Van der Meulen's portraits in a simplified version of the sombre style of Anthonis Mor appealed to patrons at the English court in the early 1560s,[2] and works by him dating to that period are recorded in the 1590 inventory of the paintings of John Lumley, 1st Baron Lumley where he appears as "the famous paynter Steven".[1]
The recently discovered will, if accepted,[6] indicates that many of the portraits dated 1564-68 attributed to van der Meulen by Roy Strong in the 1960s must now be reassessed, including two portraits of Robert Dudley, 1st Earl of Leicester.
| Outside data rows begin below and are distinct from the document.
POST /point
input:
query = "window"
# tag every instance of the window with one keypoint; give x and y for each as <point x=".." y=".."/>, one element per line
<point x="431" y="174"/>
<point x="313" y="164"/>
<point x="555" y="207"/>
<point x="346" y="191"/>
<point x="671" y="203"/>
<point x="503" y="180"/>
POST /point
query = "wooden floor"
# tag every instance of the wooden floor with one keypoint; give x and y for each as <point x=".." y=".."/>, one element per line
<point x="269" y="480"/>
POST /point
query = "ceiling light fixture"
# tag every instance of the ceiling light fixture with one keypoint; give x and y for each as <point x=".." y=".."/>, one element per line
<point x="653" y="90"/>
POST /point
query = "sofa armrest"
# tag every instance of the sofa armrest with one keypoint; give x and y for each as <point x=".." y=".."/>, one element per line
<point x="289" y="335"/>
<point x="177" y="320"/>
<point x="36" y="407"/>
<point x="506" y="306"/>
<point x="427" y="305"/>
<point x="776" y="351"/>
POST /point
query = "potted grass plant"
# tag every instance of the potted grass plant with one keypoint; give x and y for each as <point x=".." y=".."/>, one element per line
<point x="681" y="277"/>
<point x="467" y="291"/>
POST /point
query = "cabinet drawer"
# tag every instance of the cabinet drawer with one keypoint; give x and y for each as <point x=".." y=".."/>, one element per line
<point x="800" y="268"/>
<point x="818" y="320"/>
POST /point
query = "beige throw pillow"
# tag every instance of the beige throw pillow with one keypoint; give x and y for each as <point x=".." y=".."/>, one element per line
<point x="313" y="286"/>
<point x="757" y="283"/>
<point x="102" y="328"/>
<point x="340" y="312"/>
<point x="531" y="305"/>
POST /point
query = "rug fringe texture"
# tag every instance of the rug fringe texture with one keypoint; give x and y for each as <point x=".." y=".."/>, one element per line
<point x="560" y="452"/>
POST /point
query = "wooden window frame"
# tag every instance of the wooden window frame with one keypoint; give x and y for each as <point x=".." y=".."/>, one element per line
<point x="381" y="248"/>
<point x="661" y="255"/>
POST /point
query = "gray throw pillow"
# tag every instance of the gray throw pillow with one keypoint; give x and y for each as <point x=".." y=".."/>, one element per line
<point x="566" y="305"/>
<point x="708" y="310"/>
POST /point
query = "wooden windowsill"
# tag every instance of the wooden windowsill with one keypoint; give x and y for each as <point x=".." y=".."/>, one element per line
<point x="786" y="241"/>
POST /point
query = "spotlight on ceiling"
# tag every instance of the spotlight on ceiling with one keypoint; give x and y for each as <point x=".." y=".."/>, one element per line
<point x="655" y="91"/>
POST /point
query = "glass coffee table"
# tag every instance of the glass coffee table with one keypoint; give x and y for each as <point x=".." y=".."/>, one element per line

A portrait pattern of Queen Elizabeth dating to the mid-1560s is confidently attributed to van der Meulen. Called by Strong the "Barrington Park" type after a representative example, these sophisticated portraits are probably a response to a proclamation of 1563, which was designed to counter the existence of many unflattering images of the Queen.[1][7] A life-size (2 m/7 ft) portrait of this type c. 1563 by van der Meulen (above), identified as the earliest full-length portrait of Elizabeth and possibly associated with the various marriage negotiations of the early 1560s, was auctioned by Sotheby's in November 2007 for £2.6 million, more than twice its expected price of £700,000–£1 million.[7][8][9]